Ces accusations avaient été immédiatement démenties par les responsables ukrainiens, le chef de la diplomatie Dmytro Kouleba dénonçant des propos "absurdes" et "dangereux". Le président ukrainien Volodymr Zelensky a encore raillé lundi soir, lors de son allocution quotidienne, les "diverses idioties sur l'Ukraine" proférées par Moscou. "L'Ukraine est en train de briser la soi-disant deuxième armée au monde et désormais la Russie ne fera plus que supplier", a-t-il lancé.
Dmytro Kouleba a demandé à l'Agence internationale de l'énergie atomique (AIEA), "d'envoyer d'urgence des experts" dans les deux structures où la Russie "prétend trompeusement" que l'Ukraine développe une "bombe sale". Le chef de l'AIEA, Rafael Grossi, a confirmé une visite "dans les prochains jours" dans un communiqué lundi soir, précisant que l'un des deux lieux avait été inspecté "il y a un mois" et qu'"aucune activité nucléaire non déclarée n'y avait été trouvée".

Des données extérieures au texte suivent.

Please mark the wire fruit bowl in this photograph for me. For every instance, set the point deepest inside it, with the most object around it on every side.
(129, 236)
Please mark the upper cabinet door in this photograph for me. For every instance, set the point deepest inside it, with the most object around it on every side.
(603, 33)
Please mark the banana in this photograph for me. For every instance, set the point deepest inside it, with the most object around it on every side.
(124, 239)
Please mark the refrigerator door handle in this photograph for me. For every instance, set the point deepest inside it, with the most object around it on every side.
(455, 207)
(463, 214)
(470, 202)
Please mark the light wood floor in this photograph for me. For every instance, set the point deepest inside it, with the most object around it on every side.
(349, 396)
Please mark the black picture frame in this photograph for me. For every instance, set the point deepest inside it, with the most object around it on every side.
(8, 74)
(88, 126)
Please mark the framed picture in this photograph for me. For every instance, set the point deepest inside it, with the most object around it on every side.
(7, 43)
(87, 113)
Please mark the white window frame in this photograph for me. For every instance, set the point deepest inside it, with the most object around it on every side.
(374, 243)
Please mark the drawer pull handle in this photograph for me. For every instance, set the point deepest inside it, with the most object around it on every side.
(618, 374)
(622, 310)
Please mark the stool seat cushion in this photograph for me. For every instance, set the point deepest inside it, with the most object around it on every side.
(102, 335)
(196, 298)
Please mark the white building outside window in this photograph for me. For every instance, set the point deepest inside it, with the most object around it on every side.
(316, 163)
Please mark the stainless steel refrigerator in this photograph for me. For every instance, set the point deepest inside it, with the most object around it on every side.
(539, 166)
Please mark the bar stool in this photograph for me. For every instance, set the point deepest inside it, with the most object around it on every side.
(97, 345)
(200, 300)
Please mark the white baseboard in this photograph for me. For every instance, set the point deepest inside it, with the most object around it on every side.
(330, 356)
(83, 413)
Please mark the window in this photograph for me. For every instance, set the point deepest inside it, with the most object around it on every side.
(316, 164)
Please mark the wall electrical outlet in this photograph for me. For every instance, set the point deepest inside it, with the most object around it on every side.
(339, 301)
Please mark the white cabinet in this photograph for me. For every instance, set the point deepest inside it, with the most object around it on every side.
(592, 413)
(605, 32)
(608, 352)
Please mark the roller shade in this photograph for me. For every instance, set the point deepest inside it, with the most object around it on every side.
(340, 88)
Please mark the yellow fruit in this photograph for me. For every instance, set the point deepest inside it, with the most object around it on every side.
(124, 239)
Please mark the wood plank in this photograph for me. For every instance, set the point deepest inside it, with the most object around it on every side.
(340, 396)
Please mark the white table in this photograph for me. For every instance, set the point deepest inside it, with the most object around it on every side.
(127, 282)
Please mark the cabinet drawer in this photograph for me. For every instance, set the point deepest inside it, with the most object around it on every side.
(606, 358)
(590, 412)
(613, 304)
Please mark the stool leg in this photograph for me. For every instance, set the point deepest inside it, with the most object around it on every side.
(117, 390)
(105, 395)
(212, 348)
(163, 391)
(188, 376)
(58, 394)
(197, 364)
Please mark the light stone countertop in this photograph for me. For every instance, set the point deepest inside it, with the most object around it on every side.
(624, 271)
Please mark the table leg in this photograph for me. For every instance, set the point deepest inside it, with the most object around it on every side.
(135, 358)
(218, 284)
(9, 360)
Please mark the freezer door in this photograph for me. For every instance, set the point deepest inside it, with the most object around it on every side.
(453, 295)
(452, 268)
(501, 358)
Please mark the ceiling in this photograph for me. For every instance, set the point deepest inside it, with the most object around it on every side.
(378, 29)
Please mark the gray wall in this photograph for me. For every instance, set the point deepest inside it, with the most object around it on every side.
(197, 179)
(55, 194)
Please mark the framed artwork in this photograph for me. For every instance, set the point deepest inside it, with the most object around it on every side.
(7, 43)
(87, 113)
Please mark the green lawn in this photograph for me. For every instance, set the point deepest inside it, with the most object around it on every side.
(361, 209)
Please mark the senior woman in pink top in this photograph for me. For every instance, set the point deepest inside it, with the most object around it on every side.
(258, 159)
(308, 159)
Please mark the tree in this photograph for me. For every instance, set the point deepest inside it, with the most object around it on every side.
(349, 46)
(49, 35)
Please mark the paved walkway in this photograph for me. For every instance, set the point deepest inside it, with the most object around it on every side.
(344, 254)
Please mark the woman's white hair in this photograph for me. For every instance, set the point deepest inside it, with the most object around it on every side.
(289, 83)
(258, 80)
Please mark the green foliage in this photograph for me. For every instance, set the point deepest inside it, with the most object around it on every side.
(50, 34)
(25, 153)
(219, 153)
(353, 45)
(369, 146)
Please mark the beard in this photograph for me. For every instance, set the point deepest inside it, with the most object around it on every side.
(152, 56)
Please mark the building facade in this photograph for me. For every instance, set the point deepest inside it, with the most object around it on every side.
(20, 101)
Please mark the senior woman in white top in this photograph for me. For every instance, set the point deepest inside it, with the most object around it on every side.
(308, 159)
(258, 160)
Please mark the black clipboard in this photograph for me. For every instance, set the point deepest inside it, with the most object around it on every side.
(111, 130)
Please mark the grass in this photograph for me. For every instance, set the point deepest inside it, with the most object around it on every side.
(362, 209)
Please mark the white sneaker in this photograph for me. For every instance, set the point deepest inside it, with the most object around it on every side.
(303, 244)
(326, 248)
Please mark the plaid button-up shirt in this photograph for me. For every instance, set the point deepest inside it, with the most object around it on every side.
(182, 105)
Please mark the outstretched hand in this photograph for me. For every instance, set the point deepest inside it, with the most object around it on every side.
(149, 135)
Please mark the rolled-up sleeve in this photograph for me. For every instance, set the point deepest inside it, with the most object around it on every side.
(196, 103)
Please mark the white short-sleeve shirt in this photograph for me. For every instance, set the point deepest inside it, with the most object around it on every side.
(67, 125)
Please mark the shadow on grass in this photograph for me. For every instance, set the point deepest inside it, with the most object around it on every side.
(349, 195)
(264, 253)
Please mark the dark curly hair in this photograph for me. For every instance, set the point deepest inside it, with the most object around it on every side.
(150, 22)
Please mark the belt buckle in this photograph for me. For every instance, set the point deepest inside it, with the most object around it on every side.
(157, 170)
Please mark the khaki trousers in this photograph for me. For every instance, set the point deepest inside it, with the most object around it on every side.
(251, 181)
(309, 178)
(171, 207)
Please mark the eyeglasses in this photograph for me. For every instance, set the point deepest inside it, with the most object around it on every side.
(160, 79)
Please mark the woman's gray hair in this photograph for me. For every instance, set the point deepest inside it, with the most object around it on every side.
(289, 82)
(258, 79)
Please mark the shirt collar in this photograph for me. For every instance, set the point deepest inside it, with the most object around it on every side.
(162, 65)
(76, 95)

Le chef de la diplomatie de l'Union Européenne, Josep Borrell, a tweeté avoir discuté avec Dmytro Kouleba des "fausses accusations de la Russie" et se "réjouir de la décision de l'Ukraine de demander une mission d'experts".
Paris, Londres et Washington ont fustigé ensemble lundi des déclarations "fausses" de Moscou. "Personne ne serait dupe d'une tentative d'utiliser cette allégation comme prétexte à une escalade", ont-ils souligné dans une déclaration commune.
Le patron de l'Otan, Jens Stoltenberg, a dit la même chose dans la soirée sur Twitter après s'être entretenu avec le chef du Pentagone, Lloyd Austin et le ministre britannique de la Défense, Ben Wallace : "Les Alliés de l'Otan rejettent cette allégation. La Russie ne doit pas utiliser cela comme un prétexte à une escalade" du conflit en Ukraine.
Les Ukrainiens et les Occidentaux y voient la menace des préparatifs d'une attaque menée sous un faux drapeau, suspectant la Russie d'être prête à faire exploser elle-même une "bombe sale" pour justifier une escalade militaire, par exemple en employant une arme nucléaire tactique en représailles. "Il y a un schéma récurrent dans ce conflit (...) Les Russes ont accusé les Ukrainiens et d'autres pays de ce qu'ils planifiaient eux-mêmes. C'est ce qui nous inquiète", a ainsi réagi le porte-parole du département d'État américain, Ned Price. Néanmoins, "nous n'avons vu aucune raison de changer notre posture nucléaire" et "aucune indication que les Russes préparaient le déploiement d'une arme nucléaire", a-t-il précisé.
Au début de son offensive, Moscou avait déjà accusé l'Ukraine de préparer des armes bactériologiques dans des laboratoires secrets financés par les États-Unis, des allégations qui avaient aussi été démenties par Kiev.
Les allégations de "bombe sale" interviennent alors que les forces russes sont en difficulté sur plusieurs fronts en Ukraine, ayant perdu des milliers de kilomètres carrés en septembre dans le nord-est et désormais en recul dans la région de Kherson, dans le sud, où les autorités d'occupation russe organisent des évacuations de la population face aux avancées de Kiev.
Le commandement ukrainien a annoncé lundi avoir repris 90 localités au total aux forces russes dans la région de Kherson, l'un des quatre territoires d'Ukraine dont Moscou a revendiqué l'annexion en septembre, et quatre villages dans l'est du pays, dans les régions de Donetsk et Lougansk.
Moscou a mené ces dernières semaines plusieurs séries de frappes massives, notamment avec des drones-suicides de fabrication iranienne, contre des infrastructures critiques ukrainiennes. Les bombardements russes ont provoqué dimanche de nouvelles coupures d'électricité à travers l'Ukraine, poussant les autorités à introduire des restrictions et à appeler les Ukrainiens au rationnement.
La Russie dénonce de son côté une "augmentation considérable" des tirs ukrainiens visant ses régions frontalières, notamment celles de Belgorod et Koursk où des lignes de défense sont en train d'être construites en cas d'attaque.